Contract formed through exchange of emails
PROTON ENERGY v ORLEN [2013]
This case does not make new law but it is a reminder that contracts can be formed in ways other than the execution of a formal written contract. The Court considered whether a binding contract had been concluded between the parties, based on a review of their negotiations which was largely through an exchange of emails. It found that there was a binding agreement as, even though not all of the terms had been finalised, the parties had agreed on all of the essential terms.
Facts:
- Proton Energy (P) sent an email to Orlen (O) making a “firm offer” to sell O a certain quantity of crude oil, specifying the price, delivery period and the ports of delivery.

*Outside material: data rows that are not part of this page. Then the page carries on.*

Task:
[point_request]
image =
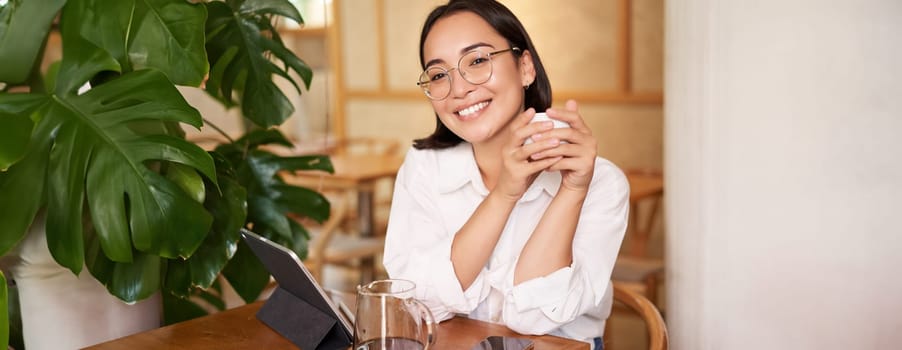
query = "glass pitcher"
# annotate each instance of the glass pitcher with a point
(389, 318)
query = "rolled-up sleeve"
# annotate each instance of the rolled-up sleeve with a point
(418, 247)
(541, 305)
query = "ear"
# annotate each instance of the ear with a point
(527, 69)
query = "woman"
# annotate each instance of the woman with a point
(520, 234)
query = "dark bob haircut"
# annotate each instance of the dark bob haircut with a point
(538, 94)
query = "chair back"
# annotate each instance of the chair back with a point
(654, 323)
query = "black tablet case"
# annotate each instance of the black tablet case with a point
(297, 309)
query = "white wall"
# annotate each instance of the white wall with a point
(784, 174)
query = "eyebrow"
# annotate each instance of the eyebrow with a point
(462, 51)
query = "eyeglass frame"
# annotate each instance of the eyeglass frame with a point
(489, 55)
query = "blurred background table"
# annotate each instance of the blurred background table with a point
(238, 328)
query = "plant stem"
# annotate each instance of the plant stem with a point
(218, 129)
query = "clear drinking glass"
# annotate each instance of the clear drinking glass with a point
(389, 318)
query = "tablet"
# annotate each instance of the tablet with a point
(288, 270)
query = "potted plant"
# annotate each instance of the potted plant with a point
(93, 146)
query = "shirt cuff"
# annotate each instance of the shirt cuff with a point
(543, 291)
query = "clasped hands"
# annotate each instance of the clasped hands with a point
(574, 157)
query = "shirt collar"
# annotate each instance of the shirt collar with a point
(459, 168)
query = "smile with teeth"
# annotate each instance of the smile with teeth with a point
(472, 109)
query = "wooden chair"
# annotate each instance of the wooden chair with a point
(329, 246)
(646, 310)
(634, 268)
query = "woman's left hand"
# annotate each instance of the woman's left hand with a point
(578, 163)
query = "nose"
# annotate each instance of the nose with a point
(460, 87)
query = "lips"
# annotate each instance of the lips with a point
(471, 110)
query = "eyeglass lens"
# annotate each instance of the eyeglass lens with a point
(475, 67)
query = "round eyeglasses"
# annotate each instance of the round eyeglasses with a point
(475, 67)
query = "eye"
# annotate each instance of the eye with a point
(478, 61)
(437, 76)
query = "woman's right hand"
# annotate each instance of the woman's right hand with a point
(518, 169)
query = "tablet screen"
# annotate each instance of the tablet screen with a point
(292, 276)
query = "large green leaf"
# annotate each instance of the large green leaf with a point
(98, 157)
(23, 27)
(4, 311)
(16, 112)
(239, 52)
(131, 281)
(229, 210)
(22, 185)
(269, 202)
(164, 34)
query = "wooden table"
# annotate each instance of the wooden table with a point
(238, 328)
(355, 173)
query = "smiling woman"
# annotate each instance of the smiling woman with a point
(487, 225)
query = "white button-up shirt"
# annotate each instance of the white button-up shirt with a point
(436, 192)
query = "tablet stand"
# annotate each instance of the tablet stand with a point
(302, 323)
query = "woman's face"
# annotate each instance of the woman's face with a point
(476, 113)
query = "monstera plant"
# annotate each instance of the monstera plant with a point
(95, 142)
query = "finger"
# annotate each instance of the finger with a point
(571, 117)
(541, 164)
(567, 150)
(572, 136)
(571, 105)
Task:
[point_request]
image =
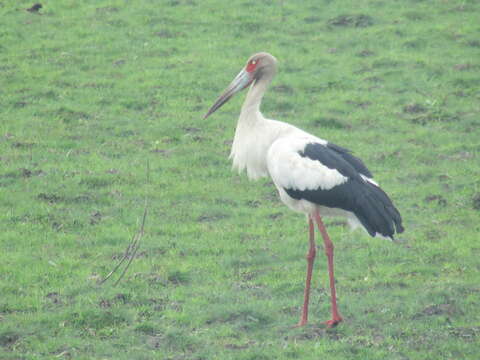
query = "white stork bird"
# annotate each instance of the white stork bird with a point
(312, 176)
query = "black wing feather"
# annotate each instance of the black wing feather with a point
(368, 202)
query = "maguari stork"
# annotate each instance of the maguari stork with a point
(312, 175)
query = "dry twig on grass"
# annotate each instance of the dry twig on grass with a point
(130, 252)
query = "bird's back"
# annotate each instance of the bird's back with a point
(330, 176)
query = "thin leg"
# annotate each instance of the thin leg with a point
(336, 318)
(310, 259)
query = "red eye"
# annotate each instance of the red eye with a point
(252, 65)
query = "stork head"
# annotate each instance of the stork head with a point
(260, 66)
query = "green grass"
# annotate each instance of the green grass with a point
(90, 92)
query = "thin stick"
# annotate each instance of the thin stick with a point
(132, 248)
(125, 256)
(137, 241)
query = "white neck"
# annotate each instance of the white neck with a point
(251, 105)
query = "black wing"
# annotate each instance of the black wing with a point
(368, 202)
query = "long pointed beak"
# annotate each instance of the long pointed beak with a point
(241, 81)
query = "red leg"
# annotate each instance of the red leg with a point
(336, 318)
(310, 259)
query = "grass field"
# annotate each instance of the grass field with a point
(101, 106)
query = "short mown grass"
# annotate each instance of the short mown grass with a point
(101, 107)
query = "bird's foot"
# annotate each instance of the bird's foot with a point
(334, 322)
(301, 323)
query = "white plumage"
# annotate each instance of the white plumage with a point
(312, 176)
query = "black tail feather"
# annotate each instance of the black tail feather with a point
(376, 211)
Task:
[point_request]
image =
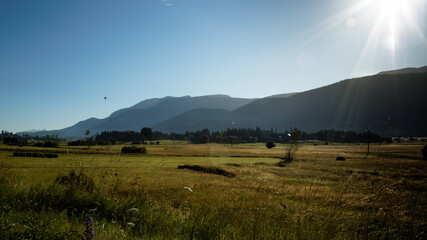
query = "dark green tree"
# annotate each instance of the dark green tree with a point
(147, 133)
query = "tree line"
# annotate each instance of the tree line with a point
(228, 136)
(241, 135)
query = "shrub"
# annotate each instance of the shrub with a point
(50, 144)
(134, 149)
(270, 145)
(212, 170)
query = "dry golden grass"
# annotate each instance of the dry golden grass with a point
(379, 196)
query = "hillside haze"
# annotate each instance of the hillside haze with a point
(390, 100)
(147, 113)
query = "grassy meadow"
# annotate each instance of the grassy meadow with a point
(143, 196)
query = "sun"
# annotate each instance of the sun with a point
(392, 12)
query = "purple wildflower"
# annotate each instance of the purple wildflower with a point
(88, 233)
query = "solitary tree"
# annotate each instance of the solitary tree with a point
(292, 146)
(147, 133)
(270, 145)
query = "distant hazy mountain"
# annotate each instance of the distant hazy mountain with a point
(354, 104)
(406, 70)
(148, 113)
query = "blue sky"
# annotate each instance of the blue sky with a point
(58, 59)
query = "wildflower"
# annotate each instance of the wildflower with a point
(133, 210)
(89, 233)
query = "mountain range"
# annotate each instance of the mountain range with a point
(389, 102)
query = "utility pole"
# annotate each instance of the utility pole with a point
(368, 130)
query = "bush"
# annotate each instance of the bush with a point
(134, 149)
(270, 145)
(50, 144)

- Emails were exchanged later the same day and P agreed three out of four changes proposed by O and stated in relation to the fourth, “Contractual price is fixed as per the confirmed offer. All other contractual terms not indicated into the offer shall be discussed and mutually agreed between the parties on contractual negotiations”.
- O replied by return email saying, “confirmed”.
- P contracted at once to purchase the necessary oil from its supplier.
- A draft contract and comments on its terms were then exchanged but two weeks later, the parties fell out. O had failed to open the required letter of credit or to take delivery of the cargo, which P treated as repudiatory breaches of contract.
- The issue for the Court was whether the parties had entered into a binding agreement or was it simply an agreement to agree with uncertain terms and hence unenforceable?
Decision:
- The Court held that a contract had been formed as it viewed the parties as having agreed on all the terms that they objectively regarded as essential to form a binding agreement when they exchanged the initial emails.
- The reasoning behind the Court’s decision can be summarised as follows:
- ‘Firm offer’: The language used in the exchanges was one of commitment. The offer was expressly stated to be a "firm offer". The language requested a binding commitment – a definite acceptance or rejection – in reply. O gave a definite “confirmed” acceptance.
- Industry practice: The deal was described as a, “classic deal where the speed of the market requires that the parties agree the main terms and leave the details, some of which may be important, to be discussed and agreed later”. The judge recognised that business practice means parties will not always conduct all aspects of their dealings to fit the conventions of English contract law.
- Urgency: P made the urgent nature of the deal very clear. The offer was intended to expire at close of business on the same day and demanded an immediate, binding commitment from both parties.
- Subsequent conduct: Once accepted, fulfilling the order would be required immediately afterwards. P had contracted with its own supplier extremely quickly and O had taken steps to facilitate delivery of the oil.
Points to note:
- This case followed the decision in RTS v Müller [2010], which confirmed that a contract may come into existence, even if certain terms have not been finalised, if an objective appraisal of the parties' words and conduct leads to a conclusion that they did not intend agreement of such terms to be a precondition to a concluded and legally binding agreement.
- A similar outcome was also reached in Newbury v Sun Microsystems [2013]. In that case, the Court held that a letter from S to N setting out the terms of a proposed settlement and a subsequent letter of acceptance from N in accordance with those terms, constituted a binding agreement. Although S’ letter stipulated that the settlement was to be "recorded in a suitably worded agreement", the Court considered that this was not a reference to terms that were yet to be negotiated and agreed, but simply an indication that the settlement reached would subsequently be "committed to writing as an authentic record". Once N had accepted the terms in the letter, S was therefore not in a position to negotiate further terms which it had attempted to do. If the letter had included the words ‘subject to contract’, it would have been clear that S intended further negotiations to follow before a binding settlement was reached.
- Contracting parties should therefore be careful that during negotiations they are not acting in a way which could be construed as making a contractual commitment to each other before they wish to do so. All that is required is a binding offer outlining essential terms which is accepted in the same terms. Wording such as ‘firm offer’ should be avoided if a party does not intend to be bound by it.
- Using ‘subject to contract’ can help to avoid a binding contract provided it is applied consistently and the parties’ actions do not contradict the intent behind this. If one party does not intend to be bound by any terms received from the other party during any stage of negotiations, it should raise an objection without delay. This was undoubtedly a borderline decision but it does emphasise the possibility of contracts being formed earlier than one might have anticipated.